Wissenschaftliche Quellen bestätigen: „In Österreich konnten in umfangreichen Studien keine Hinweise gefunden werden, dass Spazierhunde oder Wildtiere eine epidemiologisch relevante Rolle spielen.“
– Quelle: Vetmeduni Wien, Forschungsprojekt zur Verbreitung von Neospora caninum
Fazit: Verantwortung ja – Schuld nein
Hundehalter tragen selbstverständlich Verantwortung für das Verhalten ihrer Tiere – auch beim Spaziergang. Dazu gehört es, den Hund nicht auf Futterwiesen koten zu lassen. Aber:
- 📌 Die Behauptung, dass Spazierhunde für Neosporose bei Rindern verantwortlich seien, entbehrt wissenschaftlicher Grundlage.

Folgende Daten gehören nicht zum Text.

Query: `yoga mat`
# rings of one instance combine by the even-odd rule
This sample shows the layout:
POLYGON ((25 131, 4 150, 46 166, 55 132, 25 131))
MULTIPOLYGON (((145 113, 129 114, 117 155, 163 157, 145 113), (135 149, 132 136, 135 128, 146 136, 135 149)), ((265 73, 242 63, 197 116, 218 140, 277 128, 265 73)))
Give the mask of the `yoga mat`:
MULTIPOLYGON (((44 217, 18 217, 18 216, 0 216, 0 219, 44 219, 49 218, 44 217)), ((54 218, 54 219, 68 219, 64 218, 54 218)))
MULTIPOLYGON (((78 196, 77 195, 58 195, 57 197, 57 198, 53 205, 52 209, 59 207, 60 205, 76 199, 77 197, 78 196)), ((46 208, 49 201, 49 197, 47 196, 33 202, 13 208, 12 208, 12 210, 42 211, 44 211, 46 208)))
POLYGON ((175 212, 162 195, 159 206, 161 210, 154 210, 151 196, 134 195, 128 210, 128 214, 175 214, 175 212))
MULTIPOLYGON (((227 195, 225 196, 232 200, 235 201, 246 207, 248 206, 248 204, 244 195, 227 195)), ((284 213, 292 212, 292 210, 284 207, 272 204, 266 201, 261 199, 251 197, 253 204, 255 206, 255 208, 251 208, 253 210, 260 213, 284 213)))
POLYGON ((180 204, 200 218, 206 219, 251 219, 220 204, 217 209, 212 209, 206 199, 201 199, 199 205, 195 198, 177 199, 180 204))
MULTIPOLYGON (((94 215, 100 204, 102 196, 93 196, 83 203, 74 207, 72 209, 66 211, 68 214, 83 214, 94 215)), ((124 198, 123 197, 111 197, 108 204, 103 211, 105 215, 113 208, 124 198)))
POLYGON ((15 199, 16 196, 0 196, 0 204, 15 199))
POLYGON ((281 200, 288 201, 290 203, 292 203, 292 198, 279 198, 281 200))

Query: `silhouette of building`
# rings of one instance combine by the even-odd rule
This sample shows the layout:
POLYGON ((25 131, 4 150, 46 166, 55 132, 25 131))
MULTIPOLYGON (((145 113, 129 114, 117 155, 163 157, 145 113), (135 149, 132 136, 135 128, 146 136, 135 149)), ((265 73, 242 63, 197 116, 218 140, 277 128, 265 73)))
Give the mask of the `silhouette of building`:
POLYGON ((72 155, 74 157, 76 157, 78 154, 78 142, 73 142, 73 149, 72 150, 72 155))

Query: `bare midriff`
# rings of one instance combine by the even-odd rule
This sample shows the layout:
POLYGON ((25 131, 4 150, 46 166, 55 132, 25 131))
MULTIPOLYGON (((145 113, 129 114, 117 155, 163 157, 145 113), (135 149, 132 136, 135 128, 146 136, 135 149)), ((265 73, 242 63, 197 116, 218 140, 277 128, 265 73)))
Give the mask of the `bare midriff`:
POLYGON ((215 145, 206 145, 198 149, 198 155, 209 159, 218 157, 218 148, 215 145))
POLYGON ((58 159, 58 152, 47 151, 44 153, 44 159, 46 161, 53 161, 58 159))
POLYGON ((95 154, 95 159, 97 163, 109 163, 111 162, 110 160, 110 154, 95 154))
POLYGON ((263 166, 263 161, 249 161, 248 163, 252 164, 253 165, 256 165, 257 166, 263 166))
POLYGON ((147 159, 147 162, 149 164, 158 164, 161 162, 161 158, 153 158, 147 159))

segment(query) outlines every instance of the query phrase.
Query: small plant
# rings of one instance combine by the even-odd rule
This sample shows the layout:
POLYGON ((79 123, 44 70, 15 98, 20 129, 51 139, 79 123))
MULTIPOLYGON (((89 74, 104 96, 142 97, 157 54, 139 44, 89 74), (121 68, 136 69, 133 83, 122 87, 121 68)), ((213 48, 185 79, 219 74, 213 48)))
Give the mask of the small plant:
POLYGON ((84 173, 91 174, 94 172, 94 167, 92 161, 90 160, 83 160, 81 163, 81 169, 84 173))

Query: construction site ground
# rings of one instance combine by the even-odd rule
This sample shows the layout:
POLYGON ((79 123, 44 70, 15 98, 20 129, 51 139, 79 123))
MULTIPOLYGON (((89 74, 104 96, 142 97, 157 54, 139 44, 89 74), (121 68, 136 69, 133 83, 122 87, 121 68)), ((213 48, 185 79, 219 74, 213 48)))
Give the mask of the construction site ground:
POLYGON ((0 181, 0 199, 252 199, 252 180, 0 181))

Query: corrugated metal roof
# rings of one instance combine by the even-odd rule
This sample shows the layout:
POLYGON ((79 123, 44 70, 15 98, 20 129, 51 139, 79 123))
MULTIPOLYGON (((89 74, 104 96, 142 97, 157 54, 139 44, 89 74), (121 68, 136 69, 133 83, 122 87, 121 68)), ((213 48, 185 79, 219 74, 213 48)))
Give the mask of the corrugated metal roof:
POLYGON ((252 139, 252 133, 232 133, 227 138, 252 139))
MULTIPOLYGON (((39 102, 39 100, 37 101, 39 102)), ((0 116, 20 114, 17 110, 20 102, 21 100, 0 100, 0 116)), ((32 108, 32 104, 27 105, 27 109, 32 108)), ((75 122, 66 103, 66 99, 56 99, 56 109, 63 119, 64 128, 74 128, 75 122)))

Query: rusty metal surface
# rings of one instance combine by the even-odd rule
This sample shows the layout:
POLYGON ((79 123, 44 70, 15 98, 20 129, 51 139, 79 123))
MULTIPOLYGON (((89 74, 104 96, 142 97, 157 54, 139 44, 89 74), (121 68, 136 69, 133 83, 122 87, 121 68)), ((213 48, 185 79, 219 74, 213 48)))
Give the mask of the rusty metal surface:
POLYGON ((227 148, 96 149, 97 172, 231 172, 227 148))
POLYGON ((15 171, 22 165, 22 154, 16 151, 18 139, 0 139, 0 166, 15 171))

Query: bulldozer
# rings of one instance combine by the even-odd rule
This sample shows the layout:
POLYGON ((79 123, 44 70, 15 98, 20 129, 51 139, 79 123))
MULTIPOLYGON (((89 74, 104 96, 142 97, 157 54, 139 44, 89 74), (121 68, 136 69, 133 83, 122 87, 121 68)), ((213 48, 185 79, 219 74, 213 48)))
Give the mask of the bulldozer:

- 📌 Die weitaus grösseren Risiken gehen von betriebseigenen Hunden oder einem langjährigen intrauterinen Infektionszyklus in der Herde aus.
💡 Was du tun kannst
- Lass deinen Hund nicht auf Wiesen machen, die zur Futtergewinnung dienen – das ist ein Gebot der Rücksichtnahme.
- Vermeide es, dass dein Hund mit Nachgeburten oder toten Tieren in Kontakt kommt.
- Wenn du auf einem Bauernhof arbeitest oder lebst: Hofhunde sollten keinen Zugang zu Schlachtabfällen oder Nachgeburten haben.
- Bei unklaren Symptomen deines Hundes (z. B. Lähmungen bei Welpen): Tierärztlich abklären lassen – Neosporose ist selten, aber ernst.